Certes, la CGT ne peut que saluer une volonté de simplifier et de rendre plus lisible un régime juridique éparpillé aux contours parfois imprécis. Encore faut-il que cette volonté n’en cache pas une autre : une volonté, beaucoup inquiétante de restriction des droits des personnes détenues.
Une première version du projet de décret, bien plus restrictive, avait été présentée en janvier 2016 qui a été finalement retirée rapidement de l’ordre du jour, pour une raison inconnue ! Texte non finalisé ? Texte incohérent ? Texte trop répressif ? Nous ne le savons pas ! Ce qui est certain, c’est que l’administration présente désormais une version plus claire, rendant plus lisible le régime des permissions de sortir. Pour autant, la CGT insertion probation reste vigilante sur plusieurs points et dénonce fermement certains travers de ce projet de texte.
Pour aller plus loin : l’analyse de la CGT améliorations / dérives
Des améliorations notables :
- Dans la quasi-totalité du projet de texte, il est désormais précisé qu’il s’agit de personnes détenues ou personnes condamnées alors que ces personnes étaient auparavant désignées comme « détenus » ou « condamnés ». La CGT insertion probation salue cette avancée symbolique qui permet de remettre de la dignité là où il y en déjà si peu ! Il faudrait aller plus loin et effectuer ces modifications dans l’ensemble du Code de procédure pénale !
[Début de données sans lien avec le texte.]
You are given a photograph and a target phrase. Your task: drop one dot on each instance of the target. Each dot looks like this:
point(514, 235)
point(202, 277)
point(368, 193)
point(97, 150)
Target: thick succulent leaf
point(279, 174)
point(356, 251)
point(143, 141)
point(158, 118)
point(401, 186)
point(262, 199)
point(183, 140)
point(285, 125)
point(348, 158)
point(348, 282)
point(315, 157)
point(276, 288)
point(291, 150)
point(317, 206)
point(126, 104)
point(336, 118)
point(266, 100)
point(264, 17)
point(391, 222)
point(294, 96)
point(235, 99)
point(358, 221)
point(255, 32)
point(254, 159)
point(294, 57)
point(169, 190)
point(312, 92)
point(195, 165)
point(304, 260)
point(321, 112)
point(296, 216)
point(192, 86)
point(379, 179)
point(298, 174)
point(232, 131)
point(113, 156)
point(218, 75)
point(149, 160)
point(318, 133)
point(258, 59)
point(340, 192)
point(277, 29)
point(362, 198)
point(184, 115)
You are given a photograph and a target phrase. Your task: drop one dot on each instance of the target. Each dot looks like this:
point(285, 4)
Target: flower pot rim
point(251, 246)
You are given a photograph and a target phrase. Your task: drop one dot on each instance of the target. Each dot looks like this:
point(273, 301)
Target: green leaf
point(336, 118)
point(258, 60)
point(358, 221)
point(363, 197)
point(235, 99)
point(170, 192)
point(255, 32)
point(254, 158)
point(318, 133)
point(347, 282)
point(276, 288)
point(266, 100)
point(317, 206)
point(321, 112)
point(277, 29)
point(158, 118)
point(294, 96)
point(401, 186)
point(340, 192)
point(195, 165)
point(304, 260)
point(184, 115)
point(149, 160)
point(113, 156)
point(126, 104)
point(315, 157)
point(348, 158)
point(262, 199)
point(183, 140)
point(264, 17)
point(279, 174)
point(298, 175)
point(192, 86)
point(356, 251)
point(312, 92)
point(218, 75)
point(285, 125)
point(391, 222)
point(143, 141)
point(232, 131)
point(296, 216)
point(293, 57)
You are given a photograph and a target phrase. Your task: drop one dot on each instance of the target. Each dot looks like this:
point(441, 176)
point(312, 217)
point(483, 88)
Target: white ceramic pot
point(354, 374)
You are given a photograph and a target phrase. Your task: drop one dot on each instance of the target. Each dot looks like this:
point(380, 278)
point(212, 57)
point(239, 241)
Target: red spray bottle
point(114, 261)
- Précision bien utile dans la pratique sur le quantum de la peine : le projet précise qu’il s’agit de personnes condamnées à une ou plusieurs peines privatives de liberté d’une durée totale n’excédant pas 5 ans. Cette précision permet de clore le débat sur la possibilité de personnes détenues pour plusieurs peines inférieures à 5 ans mais dont le cumul est supérieur à 5 ans.
- Présentation plus claire du régime des permissions de sortir en vue de la réinsertion professionnelle ou sociale et des PS en vue du maintien des liens familiaux regroupées dans un sous-titre à l’article D-143 et suivants.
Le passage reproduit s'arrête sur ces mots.